Should the status quo be maintained from the evidence filed?

[20]   It appears necessary and expedient for the status quo to be maintained in the interim so that when permanent liquidators are appointed their job is not compromised by the failure to safeguard the assets in the meantime. This factor, therefore, also supports the appointment of interim liquidators.


6      Best Invest NZ Company Ltd (in interim liq) v Japan Business Consulting Ltd [2019] NZHC 1037 at [11].

Will the interests of creditors be safeguarded?

[21]   Again, it is clear from the evidence filed that the interests of creditors would best be safeguarded by the appointment of interim liquidators.

Do the interim liquidator provisions of the Companies Act apply in respect of Charitable Trust Boards?

[22]Section 25(4) of the Charitable Trusts Act provides:

(4)    Subject to this Act and to any regulations made under this Act, Parts  16 and 17 of the Companies Act 1993 shall apply, with such modifications as may be necessary,—

(a)to the application for the appointment of a liquidator as if the application was an application under section 241(2)(c) of that Act; and

(b)to the liquidation as if the liquidator had been appointed under section 241(2)(c) of that Act.

[23]   The appointment of an interim liquidator does not  strictly fall  within either  s (4)(a), the application to place the company into liquidation, or s (4)(b), the liquidation itself but taking a purposive approach I consider that the interim liquidator provisions in s 246 of the Companies Act ought to apply. There appears to be no reason for the power to apply for and appoint interim liquidators not to be available where the circumstances warrant it.

Consent to act

[24]   Andrew McKay and George Bannerman have consented to act as joint and several liquidators of the defendant trust. They have not expressly recorded that they consent to act as interim liquidators but it is clear from Mr Williamson’s affidavit that this is intended.

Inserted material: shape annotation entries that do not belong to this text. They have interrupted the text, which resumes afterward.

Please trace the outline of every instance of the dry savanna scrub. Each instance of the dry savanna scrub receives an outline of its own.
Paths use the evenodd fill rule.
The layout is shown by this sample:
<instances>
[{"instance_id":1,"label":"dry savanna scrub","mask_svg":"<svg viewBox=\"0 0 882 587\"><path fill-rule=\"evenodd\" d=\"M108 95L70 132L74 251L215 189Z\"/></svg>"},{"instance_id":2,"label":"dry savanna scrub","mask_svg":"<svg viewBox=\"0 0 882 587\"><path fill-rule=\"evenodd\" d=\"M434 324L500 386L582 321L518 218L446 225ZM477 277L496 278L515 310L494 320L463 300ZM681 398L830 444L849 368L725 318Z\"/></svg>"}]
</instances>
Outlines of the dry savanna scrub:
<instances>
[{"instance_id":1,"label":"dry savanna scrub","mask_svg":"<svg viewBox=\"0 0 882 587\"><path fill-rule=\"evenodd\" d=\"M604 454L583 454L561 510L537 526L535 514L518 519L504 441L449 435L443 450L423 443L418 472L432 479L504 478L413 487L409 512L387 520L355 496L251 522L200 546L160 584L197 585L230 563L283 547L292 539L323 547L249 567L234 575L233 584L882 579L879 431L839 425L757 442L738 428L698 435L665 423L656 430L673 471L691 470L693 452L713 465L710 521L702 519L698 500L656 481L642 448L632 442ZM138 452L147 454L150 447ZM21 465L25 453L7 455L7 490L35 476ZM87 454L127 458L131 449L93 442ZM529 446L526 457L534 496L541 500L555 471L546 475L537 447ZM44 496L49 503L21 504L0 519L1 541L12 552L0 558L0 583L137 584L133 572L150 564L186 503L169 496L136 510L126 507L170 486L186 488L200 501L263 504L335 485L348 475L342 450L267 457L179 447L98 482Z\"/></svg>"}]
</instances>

[25]   I include directions for the interim liquidators to prepare a report for the court prior to the first call of the liquidation proceedings on 14 February 2025. In addition, I make the usual orders for interim liquidators granting them the rights and powers of a liquidator to the extent necessary or desirable to maintain the value of assets owned or managed by the trust board. Leave is reserved to apply to vary these orders if necessary.

Orders

[26]I order:

(a)Andrew McKay and George Bannerman are appointed as interim liquidators  of   the   StarJam   Charitable   Trust   from   2   pm   on 11 December 2024;

(b)the interim liquidators have the rights and powers of liquidators to the extent necessary or desirable to maintain the value of assets owned or managed by the defendant as provided for in s 246(2) of the Companies Act including:

(i)to the extent necessary:

1.       to get in and preserve all the assets of the defendant trust and meet or continue all expenses necessary to preserve the value of the defendant trust’s assets; and

2.       to obtain the books and records of the defendant trust from its officers and any other person.

(ii)the interim liquidators may examine on oath as provided for in ss 261, 265 and 266 of the Companies Act.

(c)the interim liquidators are to prepare a report for the Court by

10 February 2025 including the following information:

(i)a summary of the assets of the defendant trust;

(ii)a summary of the liabilities of the defendant trust, including estimates in respect of contingent liabilities; and

(iii)whether the interim liquidator considers an order for liquidation desirable, and if so, why.

(d)the interim liquidators are given leave to apply to the Court to vary these orders or for further directions on three working days’ notice; and

(e)the costs of the interim liquidators and the plaintiff/applicant are reserved for determination following the conclusion of this liquidation proceeding.